Williams goes on to make a vague quasi-retraction that although there were a few American poets doing

serious, significant work at the time . . . each of them seemed to have something about them that for many of us kept them from becoming the inspiration and examples they were later to be.

Much of Williams’s argument here relies on an old cliché, the one about how awful and boring American poetry was during the Eisenhower administration. This is simply not true. Yes, as Williams notes, Ginsberg’s Howl was greeted with ridicule and contempt by certain establishment types, but it sold and sold and sold. Even if you take the Beats out of the picture, though, the “spiritually lifeless” American poetry of the late fifties and early sixties was quite possibly the best American poetry ever written: Elizabeth Bishop, Robert Lowell’s Life Studies, Berryman’s Dream Songs, Randall Jarrell, Frank O’Hara, Sylvia Plath. I happen to have a copy of the March 1962 PoetryPlath fills six pages of it; William Stafford, Robert Creeley, Muriel Rukeyser, and George Oppen are featured in that issue as well, which makes one wonder how such an artifact was produced during a decadent era in American poetry.

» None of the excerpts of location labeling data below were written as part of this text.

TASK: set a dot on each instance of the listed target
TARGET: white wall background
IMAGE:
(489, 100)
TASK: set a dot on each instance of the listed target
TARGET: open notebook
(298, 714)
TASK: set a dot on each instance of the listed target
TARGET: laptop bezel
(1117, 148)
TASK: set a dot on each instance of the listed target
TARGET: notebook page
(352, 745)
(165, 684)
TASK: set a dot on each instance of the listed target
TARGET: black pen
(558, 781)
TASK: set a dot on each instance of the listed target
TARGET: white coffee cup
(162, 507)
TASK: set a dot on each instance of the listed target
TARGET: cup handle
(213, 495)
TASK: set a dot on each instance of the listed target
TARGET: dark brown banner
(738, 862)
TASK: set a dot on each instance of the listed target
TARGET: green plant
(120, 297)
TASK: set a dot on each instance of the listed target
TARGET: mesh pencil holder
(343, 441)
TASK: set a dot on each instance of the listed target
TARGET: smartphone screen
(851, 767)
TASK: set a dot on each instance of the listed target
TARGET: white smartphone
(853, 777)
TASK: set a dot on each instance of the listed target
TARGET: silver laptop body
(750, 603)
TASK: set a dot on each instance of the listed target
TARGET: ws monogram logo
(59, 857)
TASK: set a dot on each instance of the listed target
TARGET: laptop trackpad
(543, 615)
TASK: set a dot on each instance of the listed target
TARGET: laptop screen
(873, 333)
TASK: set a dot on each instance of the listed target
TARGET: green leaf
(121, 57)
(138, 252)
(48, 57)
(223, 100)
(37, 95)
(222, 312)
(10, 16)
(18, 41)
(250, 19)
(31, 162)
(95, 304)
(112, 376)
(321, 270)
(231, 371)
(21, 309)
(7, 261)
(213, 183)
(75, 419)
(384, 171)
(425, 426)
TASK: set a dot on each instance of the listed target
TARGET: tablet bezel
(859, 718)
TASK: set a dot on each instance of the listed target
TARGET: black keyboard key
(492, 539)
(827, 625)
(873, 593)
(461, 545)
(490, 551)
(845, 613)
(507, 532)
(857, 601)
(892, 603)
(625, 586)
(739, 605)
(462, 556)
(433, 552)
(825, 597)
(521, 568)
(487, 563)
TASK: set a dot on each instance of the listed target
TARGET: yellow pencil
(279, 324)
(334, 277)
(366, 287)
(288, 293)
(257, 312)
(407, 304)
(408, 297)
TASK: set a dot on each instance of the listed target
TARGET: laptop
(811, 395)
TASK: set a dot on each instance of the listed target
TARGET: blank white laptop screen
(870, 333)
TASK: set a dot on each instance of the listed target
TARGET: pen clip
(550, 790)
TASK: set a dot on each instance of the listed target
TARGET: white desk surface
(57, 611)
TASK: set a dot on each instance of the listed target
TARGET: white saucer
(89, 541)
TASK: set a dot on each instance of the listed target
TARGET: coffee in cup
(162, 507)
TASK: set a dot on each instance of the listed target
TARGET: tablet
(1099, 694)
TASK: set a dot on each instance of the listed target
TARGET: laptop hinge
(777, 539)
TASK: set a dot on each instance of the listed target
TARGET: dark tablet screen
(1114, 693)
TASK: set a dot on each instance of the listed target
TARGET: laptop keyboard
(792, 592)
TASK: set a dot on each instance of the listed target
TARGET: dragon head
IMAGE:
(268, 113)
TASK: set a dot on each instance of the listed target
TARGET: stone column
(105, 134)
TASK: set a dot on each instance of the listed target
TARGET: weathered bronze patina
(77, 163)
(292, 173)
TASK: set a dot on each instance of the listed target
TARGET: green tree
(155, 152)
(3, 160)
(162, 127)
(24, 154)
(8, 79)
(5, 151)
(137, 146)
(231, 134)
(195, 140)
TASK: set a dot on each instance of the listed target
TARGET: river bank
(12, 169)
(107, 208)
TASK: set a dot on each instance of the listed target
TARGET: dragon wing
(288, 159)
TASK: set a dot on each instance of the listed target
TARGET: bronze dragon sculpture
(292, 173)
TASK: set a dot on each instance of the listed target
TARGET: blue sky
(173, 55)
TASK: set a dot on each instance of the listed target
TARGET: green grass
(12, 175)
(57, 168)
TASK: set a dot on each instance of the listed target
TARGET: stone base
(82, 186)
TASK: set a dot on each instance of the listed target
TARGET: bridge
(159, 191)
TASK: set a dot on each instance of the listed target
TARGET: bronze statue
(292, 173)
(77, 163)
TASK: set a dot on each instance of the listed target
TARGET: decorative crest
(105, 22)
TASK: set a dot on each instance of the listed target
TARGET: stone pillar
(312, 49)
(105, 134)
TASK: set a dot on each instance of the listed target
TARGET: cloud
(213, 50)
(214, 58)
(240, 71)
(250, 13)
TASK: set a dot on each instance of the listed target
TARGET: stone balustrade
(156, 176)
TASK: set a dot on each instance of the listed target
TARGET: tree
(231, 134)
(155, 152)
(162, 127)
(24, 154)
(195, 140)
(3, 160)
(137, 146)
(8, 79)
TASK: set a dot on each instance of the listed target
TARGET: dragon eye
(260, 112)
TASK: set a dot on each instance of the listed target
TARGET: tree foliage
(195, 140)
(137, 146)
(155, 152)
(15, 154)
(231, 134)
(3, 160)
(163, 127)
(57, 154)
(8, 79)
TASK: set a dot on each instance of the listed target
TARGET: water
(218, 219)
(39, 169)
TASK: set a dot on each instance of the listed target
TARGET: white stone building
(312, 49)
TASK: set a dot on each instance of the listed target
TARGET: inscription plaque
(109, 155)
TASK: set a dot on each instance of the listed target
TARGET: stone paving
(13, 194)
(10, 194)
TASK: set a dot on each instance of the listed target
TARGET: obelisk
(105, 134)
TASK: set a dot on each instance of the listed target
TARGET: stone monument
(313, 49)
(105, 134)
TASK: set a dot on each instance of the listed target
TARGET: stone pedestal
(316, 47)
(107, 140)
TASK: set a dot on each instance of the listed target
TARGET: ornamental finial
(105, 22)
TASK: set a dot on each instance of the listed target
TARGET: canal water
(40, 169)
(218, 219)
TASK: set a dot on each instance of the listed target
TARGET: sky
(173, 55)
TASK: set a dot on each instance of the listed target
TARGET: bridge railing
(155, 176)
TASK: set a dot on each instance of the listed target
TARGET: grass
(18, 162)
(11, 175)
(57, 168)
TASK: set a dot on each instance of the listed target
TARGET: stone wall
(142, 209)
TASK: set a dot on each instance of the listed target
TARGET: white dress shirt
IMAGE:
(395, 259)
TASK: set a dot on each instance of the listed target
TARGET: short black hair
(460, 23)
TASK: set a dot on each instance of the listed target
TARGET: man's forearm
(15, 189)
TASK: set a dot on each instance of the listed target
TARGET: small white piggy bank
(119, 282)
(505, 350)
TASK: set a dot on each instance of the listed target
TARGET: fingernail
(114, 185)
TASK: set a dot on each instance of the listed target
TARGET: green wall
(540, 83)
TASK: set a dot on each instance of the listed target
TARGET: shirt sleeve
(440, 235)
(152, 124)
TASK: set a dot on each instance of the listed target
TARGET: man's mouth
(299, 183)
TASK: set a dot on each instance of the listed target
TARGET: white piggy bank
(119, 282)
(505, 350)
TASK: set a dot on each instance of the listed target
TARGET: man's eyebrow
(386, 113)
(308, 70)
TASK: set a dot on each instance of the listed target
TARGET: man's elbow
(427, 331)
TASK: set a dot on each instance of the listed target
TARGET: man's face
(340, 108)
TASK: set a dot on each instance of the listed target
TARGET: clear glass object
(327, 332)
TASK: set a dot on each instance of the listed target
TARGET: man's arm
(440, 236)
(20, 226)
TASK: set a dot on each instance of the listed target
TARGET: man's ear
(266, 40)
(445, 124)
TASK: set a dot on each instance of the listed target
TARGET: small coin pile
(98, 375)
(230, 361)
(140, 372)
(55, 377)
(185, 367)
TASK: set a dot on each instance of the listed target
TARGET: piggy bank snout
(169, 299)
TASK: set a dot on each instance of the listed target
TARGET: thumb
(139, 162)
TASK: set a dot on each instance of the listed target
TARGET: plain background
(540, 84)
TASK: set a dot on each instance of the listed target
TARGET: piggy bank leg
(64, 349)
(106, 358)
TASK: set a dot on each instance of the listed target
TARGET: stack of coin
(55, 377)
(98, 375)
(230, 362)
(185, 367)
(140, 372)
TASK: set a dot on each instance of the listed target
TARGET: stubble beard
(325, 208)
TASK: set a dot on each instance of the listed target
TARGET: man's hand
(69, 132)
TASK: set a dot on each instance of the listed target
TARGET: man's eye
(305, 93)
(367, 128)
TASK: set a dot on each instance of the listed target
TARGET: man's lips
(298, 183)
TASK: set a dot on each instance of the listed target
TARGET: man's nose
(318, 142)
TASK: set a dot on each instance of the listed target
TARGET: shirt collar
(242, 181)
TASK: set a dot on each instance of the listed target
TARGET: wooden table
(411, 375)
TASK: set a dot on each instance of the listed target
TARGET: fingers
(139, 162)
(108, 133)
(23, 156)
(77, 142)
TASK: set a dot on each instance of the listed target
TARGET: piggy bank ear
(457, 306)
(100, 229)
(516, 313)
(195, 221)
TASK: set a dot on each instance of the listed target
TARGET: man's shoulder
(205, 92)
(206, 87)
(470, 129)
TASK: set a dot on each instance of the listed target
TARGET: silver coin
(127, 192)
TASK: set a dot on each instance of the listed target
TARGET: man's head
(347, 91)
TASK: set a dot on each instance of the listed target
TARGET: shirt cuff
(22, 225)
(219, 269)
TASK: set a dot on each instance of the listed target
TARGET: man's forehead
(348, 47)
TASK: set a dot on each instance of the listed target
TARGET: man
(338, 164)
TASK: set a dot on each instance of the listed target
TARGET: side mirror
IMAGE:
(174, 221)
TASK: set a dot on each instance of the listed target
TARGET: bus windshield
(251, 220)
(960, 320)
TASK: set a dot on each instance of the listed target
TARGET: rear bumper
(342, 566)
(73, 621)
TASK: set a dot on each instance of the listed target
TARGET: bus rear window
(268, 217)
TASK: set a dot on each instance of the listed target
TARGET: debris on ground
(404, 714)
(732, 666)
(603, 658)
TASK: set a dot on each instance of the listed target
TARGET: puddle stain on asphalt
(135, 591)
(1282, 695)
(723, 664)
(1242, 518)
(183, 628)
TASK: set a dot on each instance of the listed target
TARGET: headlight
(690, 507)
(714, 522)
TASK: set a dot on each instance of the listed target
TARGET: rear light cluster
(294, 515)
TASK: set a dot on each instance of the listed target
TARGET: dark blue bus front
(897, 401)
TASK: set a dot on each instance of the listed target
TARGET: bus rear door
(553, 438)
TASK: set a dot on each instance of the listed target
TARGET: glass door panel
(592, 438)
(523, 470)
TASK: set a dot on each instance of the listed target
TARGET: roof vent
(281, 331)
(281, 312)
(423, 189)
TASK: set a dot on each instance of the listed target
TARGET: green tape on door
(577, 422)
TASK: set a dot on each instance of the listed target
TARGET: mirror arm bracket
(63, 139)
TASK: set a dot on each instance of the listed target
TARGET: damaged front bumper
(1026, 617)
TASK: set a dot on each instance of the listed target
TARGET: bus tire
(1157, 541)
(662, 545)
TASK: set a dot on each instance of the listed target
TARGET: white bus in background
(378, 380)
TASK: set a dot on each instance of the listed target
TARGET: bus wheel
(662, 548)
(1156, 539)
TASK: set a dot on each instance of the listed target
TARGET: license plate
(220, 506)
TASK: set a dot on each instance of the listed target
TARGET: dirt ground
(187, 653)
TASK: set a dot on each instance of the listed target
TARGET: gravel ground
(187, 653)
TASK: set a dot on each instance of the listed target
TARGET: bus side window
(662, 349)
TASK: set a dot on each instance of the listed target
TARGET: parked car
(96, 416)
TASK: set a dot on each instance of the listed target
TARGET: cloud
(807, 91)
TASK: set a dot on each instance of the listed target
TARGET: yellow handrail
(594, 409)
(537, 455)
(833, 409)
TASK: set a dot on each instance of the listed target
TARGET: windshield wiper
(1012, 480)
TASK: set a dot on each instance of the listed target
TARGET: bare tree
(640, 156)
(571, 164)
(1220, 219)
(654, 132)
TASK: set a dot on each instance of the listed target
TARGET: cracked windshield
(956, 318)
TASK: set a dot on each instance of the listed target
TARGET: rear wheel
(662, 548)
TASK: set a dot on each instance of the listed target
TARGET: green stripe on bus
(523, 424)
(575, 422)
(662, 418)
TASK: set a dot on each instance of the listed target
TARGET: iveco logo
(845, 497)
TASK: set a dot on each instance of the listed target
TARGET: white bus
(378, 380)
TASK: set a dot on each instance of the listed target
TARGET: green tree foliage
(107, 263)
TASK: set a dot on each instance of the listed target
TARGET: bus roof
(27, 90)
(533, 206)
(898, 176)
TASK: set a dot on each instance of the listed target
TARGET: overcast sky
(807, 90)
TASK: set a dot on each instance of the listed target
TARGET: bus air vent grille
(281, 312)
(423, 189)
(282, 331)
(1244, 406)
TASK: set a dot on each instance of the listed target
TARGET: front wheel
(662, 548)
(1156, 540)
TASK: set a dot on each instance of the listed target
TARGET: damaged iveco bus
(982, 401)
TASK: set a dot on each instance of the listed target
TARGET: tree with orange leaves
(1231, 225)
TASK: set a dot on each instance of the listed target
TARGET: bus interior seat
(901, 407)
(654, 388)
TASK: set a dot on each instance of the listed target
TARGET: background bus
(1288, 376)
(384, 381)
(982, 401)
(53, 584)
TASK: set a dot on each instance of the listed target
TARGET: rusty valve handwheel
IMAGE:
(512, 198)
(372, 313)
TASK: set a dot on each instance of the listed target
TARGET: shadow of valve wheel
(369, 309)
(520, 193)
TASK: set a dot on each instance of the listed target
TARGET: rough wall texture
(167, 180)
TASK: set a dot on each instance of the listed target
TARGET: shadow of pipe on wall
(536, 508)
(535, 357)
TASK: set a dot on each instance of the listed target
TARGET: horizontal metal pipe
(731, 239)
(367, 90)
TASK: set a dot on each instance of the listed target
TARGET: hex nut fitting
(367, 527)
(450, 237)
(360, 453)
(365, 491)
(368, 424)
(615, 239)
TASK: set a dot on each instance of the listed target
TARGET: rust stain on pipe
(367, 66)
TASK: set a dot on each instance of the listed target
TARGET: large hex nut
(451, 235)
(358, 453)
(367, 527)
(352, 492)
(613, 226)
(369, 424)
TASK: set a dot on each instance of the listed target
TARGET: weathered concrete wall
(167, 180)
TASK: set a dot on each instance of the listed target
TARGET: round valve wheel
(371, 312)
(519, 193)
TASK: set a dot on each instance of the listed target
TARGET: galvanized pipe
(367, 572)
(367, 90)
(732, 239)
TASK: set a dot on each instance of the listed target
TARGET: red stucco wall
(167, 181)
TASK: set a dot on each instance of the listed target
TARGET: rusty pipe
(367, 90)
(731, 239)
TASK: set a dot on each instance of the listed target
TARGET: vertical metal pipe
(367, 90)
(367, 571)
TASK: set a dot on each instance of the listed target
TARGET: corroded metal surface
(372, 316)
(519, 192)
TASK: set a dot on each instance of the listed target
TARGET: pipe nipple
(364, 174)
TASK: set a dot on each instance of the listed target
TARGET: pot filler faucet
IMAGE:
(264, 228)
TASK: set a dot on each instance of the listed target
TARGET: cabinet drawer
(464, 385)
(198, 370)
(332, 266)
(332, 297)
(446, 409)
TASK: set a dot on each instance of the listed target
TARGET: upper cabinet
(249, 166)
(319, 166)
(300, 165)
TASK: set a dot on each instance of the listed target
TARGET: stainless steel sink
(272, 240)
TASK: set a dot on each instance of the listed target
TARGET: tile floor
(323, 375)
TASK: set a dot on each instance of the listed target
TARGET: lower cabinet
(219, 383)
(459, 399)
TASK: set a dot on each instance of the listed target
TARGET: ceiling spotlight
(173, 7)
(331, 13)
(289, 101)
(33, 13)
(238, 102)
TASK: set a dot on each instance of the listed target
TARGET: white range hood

To be sure, as Williams notes, American poets did start to seek out foreign poets more actively in the sixties, but what good did it do us? The drift of Williams’s argument seems to indicate (although he never quite comes out and says it) that what followed the benighted late fifties and early sixties was an era of American poetry vastly improved and enriched by literary “globalization.” Really? So just when exactly did American poetry get better than it was around 1960? 1968? The seventies? The eighties? The nineties? Now?

Michael Derrick Hudson lives in Fort Wayne, Indiana, where he works at the Genealogy Center of the Allen County Public Library.